Earth"s First Catalysts Discovered
 No one is certain how life on Earth began. There are several theories of how life started on Earth, but none have been proven. Most scientists agree that life formed after the key inorganic ingredients came together to form metabolizing proteins and eventually life. Even though it is unsure of whether these building blocks of life came to Earth from space, formed in the water, or were a product of "primordial soup", researchers at the University of North Carolina have now experimentally proven the ability of simple proteins to become catalysts like enzymes that could cause the production of metabolism in the very first protocells.

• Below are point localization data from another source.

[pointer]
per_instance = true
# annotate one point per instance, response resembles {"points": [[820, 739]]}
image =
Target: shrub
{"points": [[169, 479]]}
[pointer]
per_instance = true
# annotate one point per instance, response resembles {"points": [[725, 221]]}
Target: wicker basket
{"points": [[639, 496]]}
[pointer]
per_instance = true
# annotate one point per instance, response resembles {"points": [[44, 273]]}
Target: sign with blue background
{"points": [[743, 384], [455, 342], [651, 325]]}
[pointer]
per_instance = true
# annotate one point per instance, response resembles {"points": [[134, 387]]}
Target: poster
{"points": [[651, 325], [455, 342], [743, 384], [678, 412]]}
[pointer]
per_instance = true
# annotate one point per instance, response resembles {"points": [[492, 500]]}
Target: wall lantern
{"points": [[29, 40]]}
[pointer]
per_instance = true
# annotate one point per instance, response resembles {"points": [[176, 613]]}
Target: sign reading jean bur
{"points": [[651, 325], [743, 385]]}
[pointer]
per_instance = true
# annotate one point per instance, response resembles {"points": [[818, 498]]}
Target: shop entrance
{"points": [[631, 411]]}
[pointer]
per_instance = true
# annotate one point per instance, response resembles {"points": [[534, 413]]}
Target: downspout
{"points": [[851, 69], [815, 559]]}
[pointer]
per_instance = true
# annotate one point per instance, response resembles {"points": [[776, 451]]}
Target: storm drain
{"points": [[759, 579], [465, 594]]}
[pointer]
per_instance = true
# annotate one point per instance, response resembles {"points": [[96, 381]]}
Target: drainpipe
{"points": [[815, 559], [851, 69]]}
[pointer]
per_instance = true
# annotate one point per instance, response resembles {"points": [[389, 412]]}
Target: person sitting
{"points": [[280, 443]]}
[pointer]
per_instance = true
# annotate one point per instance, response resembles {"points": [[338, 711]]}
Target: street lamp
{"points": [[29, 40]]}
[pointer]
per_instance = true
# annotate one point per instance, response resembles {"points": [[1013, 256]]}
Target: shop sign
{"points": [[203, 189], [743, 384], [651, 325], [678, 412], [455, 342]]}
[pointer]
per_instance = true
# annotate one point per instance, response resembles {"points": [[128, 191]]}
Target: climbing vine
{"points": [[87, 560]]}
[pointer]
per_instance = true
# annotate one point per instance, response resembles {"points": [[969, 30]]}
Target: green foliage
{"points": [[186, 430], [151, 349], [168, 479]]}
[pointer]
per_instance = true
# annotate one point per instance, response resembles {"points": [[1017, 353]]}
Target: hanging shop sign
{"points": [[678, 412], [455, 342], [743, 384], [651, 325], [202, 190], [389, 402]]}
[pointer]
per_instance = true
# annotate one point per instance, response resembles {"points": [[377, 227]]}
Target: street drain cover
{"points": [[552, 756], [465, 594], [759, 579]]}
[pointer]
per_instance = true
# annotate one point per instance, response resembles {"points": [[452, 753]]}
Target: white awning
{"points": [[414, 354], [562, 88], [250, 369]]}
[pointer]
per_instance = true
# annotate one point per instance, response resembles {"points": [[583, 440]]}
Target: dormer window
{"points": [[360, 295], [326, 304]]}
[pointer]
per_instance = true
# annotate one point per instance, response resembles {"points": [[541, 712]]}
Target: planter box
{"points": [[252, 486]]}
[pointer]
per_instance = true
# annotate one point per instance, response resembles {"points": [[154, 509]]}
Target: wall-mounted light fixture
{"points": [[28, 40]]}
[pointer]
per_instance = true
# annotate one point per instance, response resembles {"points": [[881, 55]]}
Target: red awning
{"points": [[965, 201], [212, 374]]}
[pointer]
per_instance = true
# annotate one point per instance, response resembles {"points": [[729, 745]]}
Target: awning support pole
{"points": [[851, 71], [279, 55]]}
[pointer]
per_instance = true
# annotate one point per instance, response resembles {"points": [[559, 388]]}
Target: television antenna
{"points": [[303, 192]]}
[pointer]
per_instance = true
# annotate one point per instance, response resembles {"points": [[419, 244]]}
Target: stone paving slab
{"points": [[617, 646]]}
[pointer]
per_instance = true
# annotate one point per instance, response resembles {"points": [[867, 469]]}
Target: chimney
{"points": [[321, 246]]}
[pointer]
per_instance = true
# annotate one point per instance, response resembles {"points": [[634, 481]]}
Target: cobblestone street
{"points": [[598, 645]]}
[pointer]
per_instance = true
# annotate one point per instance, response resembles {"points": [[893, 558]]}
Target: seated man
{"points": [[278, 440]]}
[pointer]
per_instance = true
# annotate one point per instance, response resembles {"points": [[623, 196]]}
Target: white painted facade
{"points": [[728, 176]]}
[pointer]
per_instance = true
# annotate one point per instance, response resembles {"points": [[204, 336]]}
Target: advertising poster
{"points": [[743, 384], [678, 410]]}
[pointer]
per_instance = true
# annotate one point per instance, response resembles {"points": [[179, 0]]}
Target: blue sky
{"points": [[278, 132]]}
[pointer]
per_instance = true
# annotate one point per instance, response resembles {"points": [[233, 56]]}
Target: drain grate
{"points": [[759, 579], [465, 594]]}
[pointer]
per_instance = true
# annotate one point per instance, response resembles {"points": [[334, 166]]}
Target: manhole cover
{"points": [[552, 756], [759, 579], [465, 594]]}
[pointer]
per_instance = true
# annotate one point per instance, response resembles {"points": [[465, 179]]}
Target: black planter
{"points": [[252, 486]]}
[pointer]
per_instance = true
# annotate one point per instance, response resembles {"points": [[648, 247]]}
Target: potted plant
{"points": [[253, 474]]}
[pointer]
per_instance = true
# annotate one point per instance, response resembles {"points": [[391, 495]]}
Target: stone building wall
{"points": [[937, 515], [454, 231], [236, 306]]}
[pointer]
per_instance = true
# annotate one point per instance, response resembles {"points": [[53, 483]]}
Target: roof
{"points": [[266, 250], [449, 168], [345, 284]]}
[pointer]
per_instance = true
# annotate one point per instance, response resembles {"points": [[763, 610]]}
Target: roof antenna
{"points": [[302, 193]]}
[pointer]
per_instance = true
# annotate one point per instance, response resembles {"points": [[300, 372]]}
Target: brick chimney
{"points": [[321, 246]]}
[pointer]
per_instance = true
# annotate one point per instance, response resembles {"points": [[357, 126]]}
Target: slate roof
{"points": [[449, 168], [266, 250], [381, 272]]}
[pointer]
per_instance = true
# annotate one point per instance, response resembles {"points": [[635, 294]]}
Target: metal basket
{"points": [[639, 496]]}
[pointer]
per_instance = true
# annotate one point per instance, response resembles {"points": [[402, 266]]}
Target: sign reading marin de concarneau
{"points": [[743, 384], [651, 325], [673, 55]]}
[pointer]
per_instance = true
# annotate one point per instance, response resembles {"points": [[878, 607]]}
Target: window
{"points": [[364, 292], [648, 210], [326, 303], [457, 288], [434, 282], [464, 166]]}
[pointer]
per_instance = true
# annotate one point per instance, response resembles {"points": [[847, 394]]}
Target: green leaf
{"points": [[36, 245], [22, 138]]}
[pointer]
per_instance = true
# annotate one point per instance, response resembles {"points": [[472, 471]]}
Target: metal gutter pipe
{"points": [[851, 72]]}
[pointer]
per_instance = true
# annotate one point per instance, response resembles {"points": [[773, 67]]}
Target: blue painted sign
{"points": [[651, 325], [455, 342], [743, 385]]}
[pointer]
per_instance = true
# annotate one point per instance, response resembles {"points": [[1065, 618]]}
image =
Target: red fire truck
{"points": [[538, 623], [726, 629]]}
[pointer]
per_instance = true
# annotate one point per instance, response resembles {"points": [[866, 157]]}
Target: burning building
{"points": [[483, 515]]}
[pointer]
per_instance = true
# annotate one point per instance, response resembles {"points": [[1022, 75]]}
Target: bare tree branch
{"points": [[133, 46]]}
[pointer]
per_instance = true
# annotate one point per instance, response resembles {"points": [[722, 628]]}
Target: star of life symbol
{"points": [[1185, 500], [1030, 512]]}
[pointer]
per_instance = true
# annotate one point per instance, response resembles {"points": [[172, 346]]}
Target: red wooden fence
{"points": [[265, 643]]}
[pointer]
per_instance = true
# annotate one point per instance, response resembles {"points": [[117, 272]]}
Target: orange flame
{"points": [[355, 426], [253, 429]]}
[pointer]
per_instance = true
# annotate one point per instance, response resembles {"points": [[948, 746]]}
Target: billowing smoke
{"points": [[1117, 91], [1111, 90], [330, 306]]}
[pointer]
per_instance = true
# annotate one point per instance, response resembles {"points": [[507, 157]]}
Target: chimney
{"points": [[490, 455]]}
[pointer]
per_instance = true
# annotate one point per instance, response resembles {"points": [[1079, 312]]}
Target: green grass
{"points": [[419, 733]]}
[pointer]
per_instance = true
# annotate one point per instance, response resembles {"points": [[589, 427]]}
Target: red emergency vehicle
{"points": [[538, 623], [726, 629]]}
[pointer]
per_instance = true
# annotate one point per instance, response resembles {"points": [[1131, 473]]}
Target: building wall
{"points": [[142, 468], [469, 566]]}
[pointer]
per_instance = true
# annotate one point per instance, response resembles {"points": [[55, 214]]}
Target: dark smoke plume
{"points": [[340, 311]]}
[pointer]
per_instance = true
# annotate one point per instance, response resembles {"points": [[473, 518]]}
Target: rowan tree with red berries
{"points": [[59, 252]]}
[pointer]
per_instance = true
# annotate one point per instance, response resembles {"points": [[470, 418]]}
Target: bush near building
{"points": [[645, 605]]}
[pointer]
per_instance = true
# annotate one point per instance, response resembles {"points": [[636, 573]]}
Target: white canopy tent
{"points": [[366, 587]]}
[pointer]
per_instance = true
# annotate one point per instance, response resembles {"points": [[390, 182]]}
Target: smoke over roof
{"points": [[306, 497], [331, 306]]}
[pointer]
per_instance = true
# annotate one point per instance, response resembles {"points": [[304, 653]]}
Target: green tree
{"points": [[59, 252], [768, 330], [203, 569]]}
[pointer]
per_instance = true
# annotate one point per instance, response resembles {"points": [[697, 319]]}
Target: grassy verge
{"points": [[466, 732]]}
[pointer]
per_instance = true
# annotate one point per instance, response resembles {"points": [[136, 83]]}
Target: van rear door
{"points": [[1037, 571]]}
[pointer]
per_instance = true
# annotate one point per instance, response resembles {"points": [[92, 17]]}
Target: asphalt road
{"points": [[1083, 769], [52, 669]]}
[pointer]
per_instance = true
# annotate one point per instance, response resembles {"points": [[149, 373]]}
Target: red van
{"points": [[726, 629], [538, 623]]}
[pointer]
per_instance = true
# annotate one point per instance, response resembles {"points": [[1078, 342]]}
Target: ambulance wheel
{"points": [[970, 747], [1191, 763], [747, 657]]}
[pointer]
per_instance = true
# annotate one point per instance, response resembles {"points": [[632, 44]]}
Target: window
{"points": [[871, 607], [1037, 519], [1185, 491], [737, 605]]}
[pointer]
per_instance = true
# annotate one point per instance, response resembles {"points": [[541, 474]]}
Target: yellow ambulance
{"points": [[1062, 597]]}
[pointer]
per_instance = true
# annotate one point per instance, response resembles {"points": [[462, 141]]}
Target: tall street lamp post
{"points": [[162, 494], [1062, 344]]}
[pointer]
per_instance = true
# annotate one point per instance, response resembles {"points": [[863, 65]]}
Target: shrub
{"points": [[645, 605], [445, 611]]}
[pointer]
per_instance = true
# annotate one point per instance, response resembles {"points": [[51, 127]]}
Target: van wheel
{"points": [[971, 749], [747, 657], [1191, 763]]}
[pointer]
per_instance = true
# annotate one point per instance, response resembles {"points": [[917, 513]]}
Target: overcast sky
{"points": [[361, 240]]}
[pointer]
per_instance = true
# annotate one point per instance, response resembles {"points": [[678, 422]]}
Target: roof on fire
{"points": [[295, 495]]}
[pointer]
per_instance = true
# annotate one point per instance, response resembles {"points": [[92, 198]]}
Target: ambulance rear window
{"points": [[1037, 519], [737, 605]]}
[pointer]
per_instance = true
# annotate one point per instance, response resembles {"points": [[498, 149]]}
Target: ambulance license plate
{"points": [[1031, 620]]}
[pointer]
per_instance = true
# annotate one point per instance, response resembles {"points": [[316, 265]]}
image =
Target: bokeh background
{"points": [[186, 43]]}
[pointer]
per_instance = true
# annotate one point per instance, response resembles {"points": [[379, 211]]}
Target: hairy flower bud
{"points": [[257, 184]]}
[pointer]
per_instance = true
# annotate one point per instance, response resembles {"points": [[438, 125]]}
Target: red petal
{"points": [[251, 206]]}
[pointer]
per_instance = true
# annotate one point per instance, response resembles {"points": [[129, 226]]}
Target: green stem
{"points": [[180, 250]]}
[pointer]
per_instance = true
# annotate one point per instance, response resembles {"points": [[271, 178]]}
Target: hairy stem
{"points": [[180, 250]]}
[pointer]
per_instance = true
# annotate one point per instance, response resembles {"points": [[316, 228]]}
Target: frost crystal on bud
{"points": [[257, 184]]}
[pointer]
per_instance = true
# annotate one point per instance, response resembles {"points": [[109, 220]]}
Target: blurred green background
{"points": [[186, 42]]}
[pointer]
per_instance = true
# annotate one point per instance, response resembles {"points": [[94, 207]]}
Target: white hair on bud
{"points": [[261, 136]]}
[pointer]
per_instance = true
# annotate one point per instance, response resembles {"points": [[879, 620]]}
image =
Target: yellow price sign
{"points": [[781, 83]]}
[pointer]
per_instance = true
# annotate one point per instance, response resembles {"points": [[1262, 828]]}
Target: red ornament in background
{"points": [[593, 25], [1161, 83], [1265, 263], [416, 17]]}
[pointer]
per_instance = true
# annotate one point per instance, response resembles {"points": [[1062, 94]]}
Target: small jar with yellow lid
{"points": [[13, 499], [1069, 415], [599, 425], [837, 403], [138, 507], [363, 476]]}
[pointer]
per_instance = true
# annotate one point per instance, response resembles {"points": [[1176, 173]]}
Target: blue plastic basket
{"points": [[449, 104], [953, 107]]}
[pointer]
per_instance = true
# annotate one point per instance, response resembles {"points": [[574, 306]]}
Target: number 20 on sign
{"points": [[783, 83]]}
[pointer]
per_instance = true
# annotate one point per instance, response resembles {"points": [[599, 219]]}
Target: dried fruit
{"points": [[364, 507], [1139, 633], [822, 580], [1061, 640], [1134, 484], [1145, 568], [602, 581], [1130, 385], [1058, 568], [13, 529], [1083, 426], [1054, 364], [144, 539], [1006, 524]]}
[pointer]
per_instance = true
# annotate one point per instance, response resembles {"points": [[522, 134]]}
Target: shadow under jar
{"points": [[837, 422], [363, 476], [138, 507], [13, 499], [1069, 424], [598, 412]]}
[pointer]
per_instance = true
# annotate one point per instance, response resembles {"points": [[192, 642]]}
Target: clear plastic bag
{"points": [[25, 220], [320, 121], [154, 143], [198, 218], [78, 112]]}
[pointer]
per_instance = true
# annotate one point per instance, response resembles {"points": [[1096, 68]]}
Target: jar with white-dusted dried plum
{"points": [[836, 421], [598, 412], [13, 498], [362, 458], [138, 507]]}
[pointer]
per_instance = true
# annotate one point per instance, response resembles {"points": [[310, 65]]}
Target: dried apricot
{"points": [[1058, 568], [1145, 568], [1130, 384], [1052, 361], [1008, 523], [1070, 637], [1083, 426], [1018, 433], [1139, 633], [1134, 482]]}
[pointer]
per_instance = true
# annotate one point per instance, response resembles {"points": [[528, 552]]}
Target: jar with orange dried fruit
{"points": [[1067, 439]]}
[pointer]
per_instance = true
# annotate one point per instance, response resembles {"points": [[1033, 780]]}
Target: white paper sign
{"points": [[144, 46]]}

The scientific team, led by Dr. Charles Carter and Dr. Richard Wolfenden, remarkably found that two very simple and very important catalysts for life processes actually came from the same ancient gene on a single molecule of DNA. They were able to recreate this process in the lab by transcribing and translating the complementary strands of DNA to produce the two similar, but different, enzymes that are essential for putting together amino acids to make proteins necessary for life. One strand created the pathway to make amino acids that are needed inside of a protein, while the other strand's product allowed amino acids to be made that would go on the outside of the protein.
Enzymes are a very important key to how life evolved on Earth. Without enzymes there to speed up the chemical reactions, the production of proteins and eventually the rest of the biomolecules necessary for life would not happen fast enough to produce and sustain a living cell. The lack of knowledge from where these enzymes originally came or how they were produced has long been a stumbling block for scientists who study how life on Earth formed and evolved.
With this new experimental data about the probable first enzymes, a whole new path has been opened to help figure out how the first life on Earth formed.
These newly discovered enzymes, called fragments protozymes, bind in their active sites to the energy providing nucleic acid Adenosine Triphosphate (ATP). The activation of amino acids using ATP is one of the slowest processes in forming polypeptides and proteins. Without a proper enzyme for this activity, the chains of polypeptides are too slow to keep up with the necessary chemical processes that keep living things alive.
Even though this discovery is significant and a great breakthrough, this does not mean the mystery of how life first started on Earth has been solved. In fact, the research team does concede that even the formation of the protozymes require a ribosome to form. However, it greatly simplifies the process since both of those crucial enzymes were formed at the same time and were available for the synthesis of the polypeptide chains and proteins. The fewer steps needed and the simpler the process means scientists are likely on the right track to eventually solve the great mystery of how life began on Earth.